Mais peut-être est-il bon de citer quelques passages de ce livre sans égal. Genèse 1,26 :"Puis Dieu dit : Faisons l'homme à notre image, selon notre ressemblance"; 27: "Et Dieu créa l'homme à son image, il le créa à l'image de Dieu, homme et femme il le créa."
Ces quelques lignes coïncident à merveille avec l'esprit de contradiction juif, dont elles sont peut-être la source, et qui voit en l'homme une image de Dieu, alors que les peuples païens faisaient plutôt des dieux à l'image de l'homme ou de quelque autre animal plus ou moins soyeux. Elles entraînent bien des conséquences, parmi lesquelles on a l'embarras du choix. Pour le moment on en retiendra cinq :
Les conséquences de la doctrine du péché originel
1. Il est paradoxal que la religion la plus intraitable sur l'inaccessible grandeur de Dieu, dont elle craint même de prononcer le nom, ait été aussi la seule à proposer une ressemblance entre l'homme et son créateur. Nul génie humain n'eût osé pareille assertion, qu'il est permis et même tout indiqué de considérer comme une révélation.
2.Ce passage de la Genèse est à rapprocher de l'épisode évangélique du tribut à César : des personnages malveillants demandent au Christ si les Juifs doivent payer tribut. Qu'il réponde oui ou non, et il s'attire, soit le mépris de l'opinion, soit la colère de l'occupant. Mais il se fait montrer une pièce de monnaie, demande de qui est l'effigie portée sur cette pièce, et comme on lui répond "de César", il a cette sentence célèbre :"Rendez à César ce qui est à César, et à Dieu ce qui est à Dieu."
Or nous sommes "à l'image de Dieu", en quelque sorte à son effigie. Donc nous sommes à rendre à Dieu intégralement. La méconnaissance de cette obligation, d'ailleurs délicieuse, est à l'origine de la plupart de nos maux. Nous rendons le moins possible à Dieu , et nous nous faisons le César de notre propre personne.
3. Il suit de là, et si nous sommes une effigie, que notre "original" est en Dieu. C'est en lui, et en lui seul que nous trouverons un jour notre identité : ce sera le nom nouveau dont parle l'Apocalypse.
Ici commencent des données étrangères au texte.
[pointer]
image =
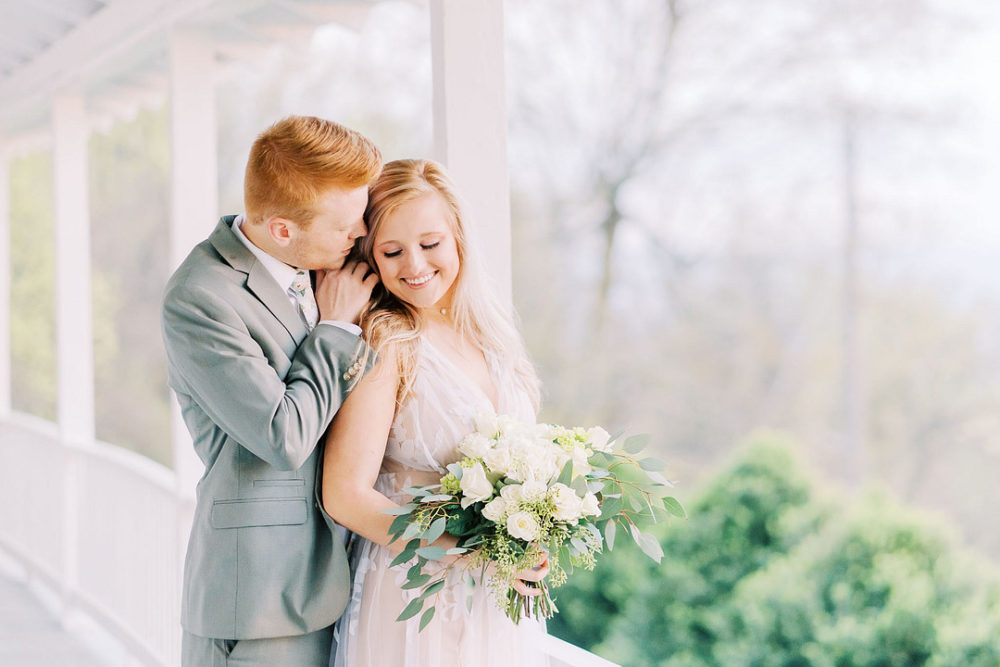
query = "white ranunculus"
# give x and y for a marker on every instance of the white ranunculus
(532, 491)
(589, 505)
(475, 486)
(599, 439)
(511, 493)
(487, 424)
(566, 502)
(495, 510)
(523, 526)
(475, 445)
(499, 459)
Il sera lumière et nous définira pleinement dans notre irremplaçable singularité. Inutile de chercher ailleurs. Nul, si ce n'est Dieu, ne pourra jamais nous dire qui nous sommes.
4. De ce que nous sommes "image et ressemblance", il suit également qu'il existe en nous une aptitude à l'infini que rien ne pourra jamais satisfaire, quand on déverserait en nous la terre entière et la masse des étoiles. Cette aptitude est ce que nous appelons l'esprit, qui n'a pas d'autre interlocuteur valable que Dieu, et qui ne peut que nier tout ce qui n'est pas lui.
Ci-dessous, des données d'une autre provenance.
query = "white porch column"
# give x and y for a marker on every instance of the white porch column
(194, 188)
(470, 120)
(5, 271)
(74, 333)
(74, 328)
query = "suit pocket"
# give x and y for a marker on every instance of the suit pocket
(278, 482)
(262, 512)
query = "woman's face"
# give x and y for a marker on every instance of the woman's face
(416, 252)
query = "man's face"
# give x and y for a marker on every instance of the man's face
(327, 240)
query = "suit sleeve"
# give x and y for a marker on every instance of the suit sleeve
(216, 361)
Tout le drame de notre condition est inclus dans ces courts versets de la Genèse, qui nous apprennent que nous avons été crées à l'image de notre créateur, et tirés par lui de la poussière. Ils expliquent ce désir de dépassement qui est en nous, et qui a tant de peine à mouvoir le bloc de poussière que nous sommes; l'intime disjonction que nous vivons tous les jours entre nos élans et nos chutes, cette lumière invisible qui nous attire et cette argile qui nous retient, ce débat permanent qui nous agite entre un absolu auquel nous ne pouvons nous empêcher de croire, et cette médiocrité mal résignée qui se console en se cuisinant des petits plats culturels, ce combat en nous sans cesse recommencé entre l'être et le néant, l'espoir et le désespoir [...] contradictions qui aboutissent le plus souvent à creuser sous nos yeux un écart décourageant entre la joie, qui nous est promise, et la souffrance, qui est là.
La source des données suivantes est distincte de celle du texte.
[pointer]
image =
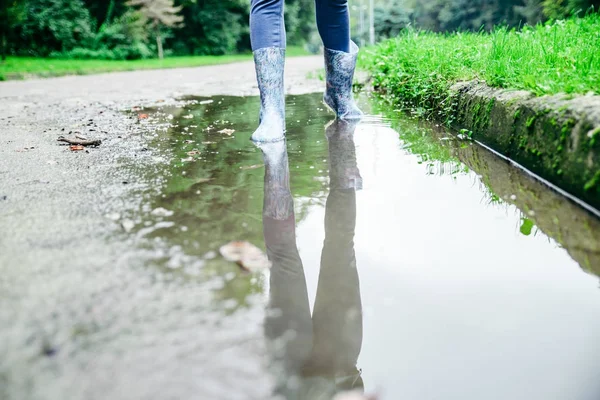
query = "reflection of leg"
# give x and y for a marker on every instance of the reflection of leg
(337, 317)
(267, 34)
(289, 313)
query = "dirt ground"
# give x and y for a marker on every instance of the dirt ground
(69, 278)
5. Être à l'image de Dieu n'est évidemment pas une affaire de configuration, ni même d'intelligence ou de volonté. Elle ne semble même pas en rapport avec l'une ou l'autre des facultés qui résultent de notre organisation physiologique, et que l'on retrouve chez les animaux, à un degré bien moindre, certes, mais déjà perceptible. Il faut chercher plus avant une caractéristique que l'on ne rencontre nulle part ailleurs que chez l'être humain, et cette caractéristique unique dans la nature est cette étonnante, cette miraculeuse aptitude à la charité, qui nous rend capable d'aimer avec désintéressement, d'un amour qui ne soit dicté ni par le sang, ni par l'instinct, ni par un quelconque désir d'appropriation, un amour détaché qui s'enrichit de tout ce qu'il donne, qui ne vit pas pour soi, mais pour l'autre, et le fait exister. La voilà l'image, la voilà la ressemblance avec Dieu, amour sans limites ni réserve, éternellement renouvelé par sa propre effusion.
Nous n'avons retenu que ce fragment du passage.